Look at the number of occurrences per year

In [33]:
wordCount = {}
for year, data in results.items():
    wordCount[year] = 0
    for datum in data:
        wordCount[year] += len(datum[3])

...and plot the two on the same axes, so we can compare number of occurences and the number of books in which the phrase appears.

In [34]:
plt.plot(bookCount.keys(), bookCount.values())
plt.plot(wordCount.keys(), wordCount.values())
xlim(1750, 1890)
legend(['Number of Books', 'Number of Occurrences'], loc=2)
title('Occurrences of the word \'Librarian\'')
plt.savefig('pix/librarian books and occurrences.png')

Just out of curiosity, which is growing faster?
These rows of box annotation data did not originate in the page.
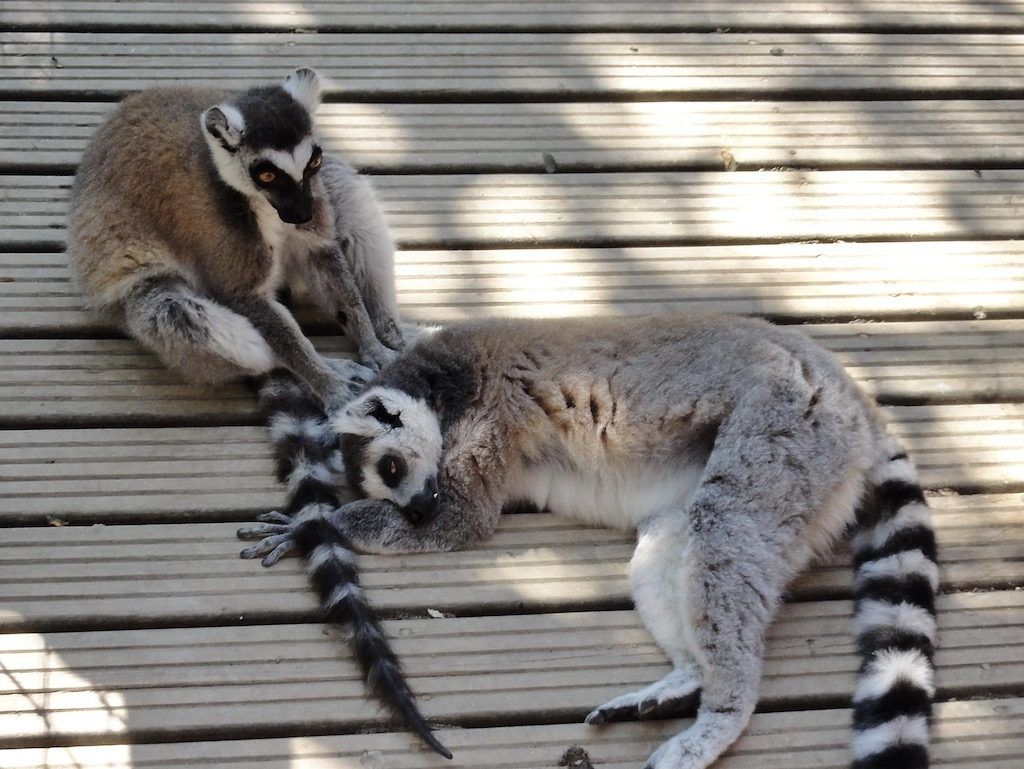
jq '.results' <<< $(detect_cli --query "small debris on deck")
[558,745,594,769]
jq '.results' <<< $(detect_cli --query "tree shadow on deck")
[2,2,1024,769]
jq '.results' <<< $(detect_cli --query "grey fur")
[68,70,402,409]
[245,316,937,769]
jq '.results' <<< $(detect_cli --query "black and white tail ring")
[853,448,939,769]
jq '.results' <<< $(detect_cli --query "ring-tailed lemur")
[68,69,402,409]
[239,372,452,759]
[237,316,938,769]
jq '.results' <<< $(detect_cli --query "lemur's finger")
[260,539,295,566]
[234,523,291,540]
[256,510,292,525]
[239,533,292,558]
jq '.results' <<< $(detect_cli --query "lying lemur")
[240,316,938,769]
[68,69,402,401]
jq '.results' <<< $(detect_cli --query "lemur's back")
[68,89,246,307]
[432,314,881,442]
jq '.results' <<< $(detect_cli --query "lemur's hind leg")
[122,273,275,383]
[587,510,701,725]
[647,375,863,769]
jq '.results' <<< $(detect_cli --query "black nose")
[278,201,313,224]
[401,478,439,526]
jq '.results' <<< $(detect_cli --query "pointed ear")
[202,104,246,153]
[281,67,321,113]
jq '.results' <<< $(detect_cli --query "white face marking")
[333,387,441,507]
[261,136,313,184]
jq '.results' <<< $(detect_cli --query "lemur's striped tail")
[853,440,939,769]
[260,374,452,759]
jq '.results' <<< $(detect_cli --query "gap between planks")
[6,171,1024,251]
[9,99,1024,173]
[0,319,1024,427]
[0,697,1024,769]
[9,0,1024,33]
[0,241,1024,338]
[0,591,1024,746]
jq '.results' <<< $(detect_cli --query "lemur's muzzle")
[401,478,439,526]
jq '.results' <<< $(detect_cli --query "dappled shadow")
[0,0,1024,769]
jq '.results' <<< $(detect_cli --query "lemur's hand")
[238,510,296,566]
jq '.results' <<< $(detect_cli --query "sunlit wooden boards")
[6,32,1024,100]
[0,697,1024,769]
[9,99,1024,172]
[6,0,1024,31]
[0,591,1024,744]
[0,493,1024,632]
[0,403,1024,523]
[6,169,1024,250]
[0,241,1024,333]
[0,319,1024,426]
Our graph shows a fairly constant relationship of mentions/books

In [36]:
plt.plot(bookCount.values(), wordCount.values(), '.')
xlabel('Number of books featuring the keyword')
ylabel('Number of times the keyword appears')

<matplotlib.text.Text at 0x12abffc90>


Here, we are examining the total number of books published over the period to see how much our search terms are affected by the way that the number of books (and pages, and words!) published increases over the measurement period.

In [37]:
normal_filename = 'normaliser_20150616_1844.yml'
with open('datain/' + normal_filename, 'r') as f:
    publication = yaml.load(f)

Divide the year on year book counts to find the proportion of books mentioning the keyword

In [38]:
normalised_per_book = {}
for year, bookc in bookCount.items():
    if year>0:
        normalised_per_book[year] = float(bookc)/publication[year][0]

In [39]:
plt.plot(normalised_per_book.keys(), normalised_per_book.values())
plt.ylim(0, 0.2)

(0, 0.2)

Normalise the number of occurrences by the number of words

In [40]:
occ_per_word = {}
word_per_year = {}
for year, occ in wordCount.items():
    if year>0:
        occ_per_word[year] = float(occ)/publication[year][2]
        word_per_year[year] = publication[year][2]/1000000.0

In [41]:
plt.plot(wordCount.keys(), wordCount.values())
plt.plot(word_per_year.keys(), word_per_year.values())
xlim(1800, 1890)
legend(['number of occurences', 'millions of words published'], loc=2)
title('Occurrences of the word \'Librarian\'')
plt.savefig('pix/librarian occurrences.png')

<matplotlib.text.Text at 0x1272f3e10>

Now use Bokeh to create an interactive, zoomable version of the above figure

In [44]:
from bokeh.plotting import figure, output_file, show

In [43]:
output_file("pix/Librarians.html", title="Number of occurrences of the word 'Librarians'")
p = figure(title= "Number of occurrences of the word 'Librarians'", x_axis_label='Year')
colors = ['red', 'green', 'blue', 'black']
p.line(wordCount.keys(), wordCount.values(), legend = 'Number of Occurrences', color='blue')
p.line(word_per_year.keys(), word_per_year.values(), legend = 'Millions of words published', color='red')
p.legend.orientation = "top_left"

Finally, plot the number of times the keyword appears by year, normalised by the number of words in the corpus for that year:

In [45]:
plt.plot(occ_per_word.keys(), occ_per_word.values())
xlim(1750, 1890)
ylim(0, 0.00001)

<matplotlib.text.Text at 0x1272e71d0>

Many of these figures are saved in the output folder "pix", but some are shown just in this notebook.